Tuesday, February 17, 2015

Wolf Hall on the BBC

this was a good scene: Thomas Cromwell showing off his old skills as a soldier to all the beardy dudes in floppy hats
The BBC have been doing costume drama on television for sixty years now so they should be pretty good at it. And the material they've been given to adapt this time is first rate: Wolf Hall & Bring Up The Bodies both of which won Booker prizes. Mantel's books tell the story of Henry VIII and Anne Boleyn which everybody is familiar with from countless movies, books, school work and TV adaptations...so not much heavy lifting there for the scriptwriters to explain the setting. Wolf Hall was given a generous budget by BBC standards and the directors were able to cast more or less whomever they wanted. All of this wd make you think that the series should be good and certainly the reviews of Wolf Hall in the British and Irish papers have been nothing short of ecstatic. "Utterly brilliant," "superb" "intelligent" and this from Daily Telegraph "the best BBC costume drama ever..." Wow...So by now you've probably twigged that I haven't been enjoying Wolf Hall. You've twigged right. For my money all the papers and reviewers are wrong. Wolf Hall is static, slow, poorly filmed and, I'm sorry to say, poorly cast. The casting is a big problem - far too many characters have speaking roles and they look far too much alike. I kept getting Anne Boleyn mixed up with her sister and her ladies maids and even Jane Seymour (a mistake you do not want to make in real life). And all those similar, pale, actory looking blokes with floppy hats and little beards. . .I've read the books twice and I didn't know who was who half the time. And the lead? Well, I'm allowed to be a little unkind here because everyone else has been so generous about him and he's never going to read this. . .Mark Rylance plays Thomas Cromwell the way Roger Moore played James Bond: he's a game chicken but he's just far far too old for the part. Rylance is 55 and looks older, wiser and more defeated than the canny, spirited, lively Cromwell of the books. In real life Cromwell was in his early 40's when he began to have dealings with King Henry and in his 30's when he began to do wet work for Cardinal Wolsey. This is, famously, how Mantel describes her Cromwell: 

His speech is low and rapid, his manner assured; he is at home in courtroom or waterfront, bishop’s palace or inn yard. He can draft a contract, train a falcon, draw a map, stop a street fight, furnish a house and fix a jury. He will quote you a nice point in the old authors, from Plato to Plautus and back again. He knows new poetry, and can say it in Italian. He works all hours, first up and late to bed. 

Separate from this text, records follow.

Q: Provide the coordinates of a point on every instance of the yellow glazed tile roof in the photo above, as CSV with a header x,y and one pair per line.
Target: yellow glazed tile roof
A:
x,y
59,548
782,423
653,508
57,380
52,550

Cromwell in the books is fluid, smart, mercurial, sexy, dangerous and vindictive. In Hans Holbein's painting he's bold, watchful, brassy and well fed. Rylance just isn't that guy I'm afraid. 

...
Claire Foy is good as Anne Boleyn and Bernard Hill as the Duke of Norfolk is profane, bold, vulgar, swaggering and brilliant. Anton Lesser, alas, is a big charisma suck as Thomas More and Damien Lewis's Henry isn't very sexy or dangerous either (he simpers, cries and prays way too much) and because of that much of the tension and real fear of the books just isn't there. And, as I've said, the rest of the supporting cast is bland and samey... 
...
The cinematography is a problem too. Wolf Hall has been shot in the same style the BBC has been doing forever. Establishing shot, close up, relentless scheme of shot/counter shot in the two handers. Wolf Hall could have been made thirty years ago: the camerawork is polite, uninventive, stationary, soft focused and dull. Futhermore the decision to film much of the interiors in what looks like natural light (or a simulated natural or candle light) is an interesting Kubrickian one, but it doesn't quite come off and the interior scenes are drearier than they need to be. And there are a lot of interior scenes. (Remember when they criticised The Phantom Menace for all its tedious scenes of people talking politics on uncomfortable chairs...well here there are endless scenes of people talking politics and God in dimly lit rooms on uncomfortable chairs.) I think if HBO had gotten the rights to this rather than the BBC they would have cast it better, lit it properly, had many more exteriors and filmed everything with more panache. 
...
But look this is just one person's opinion and I am clearly a voice crying in the wilderness. (I thought the BBC's Sherlock was bollocks so what do I know.) And I haven't read a single negative review of Wolf Hall anywhere. Watch it and you'll probably like it, and then you should watch the BBC adaptation of JK Rowling's A Casual Vacancy which will probably be right up your alley too. Me? I was disappointed. A great couple of books have been turned into safe, conformist, predictable, middle-class, rather mediocre television that'll play well for Anglophiles everywhere on the BBC, BBC America and PBS.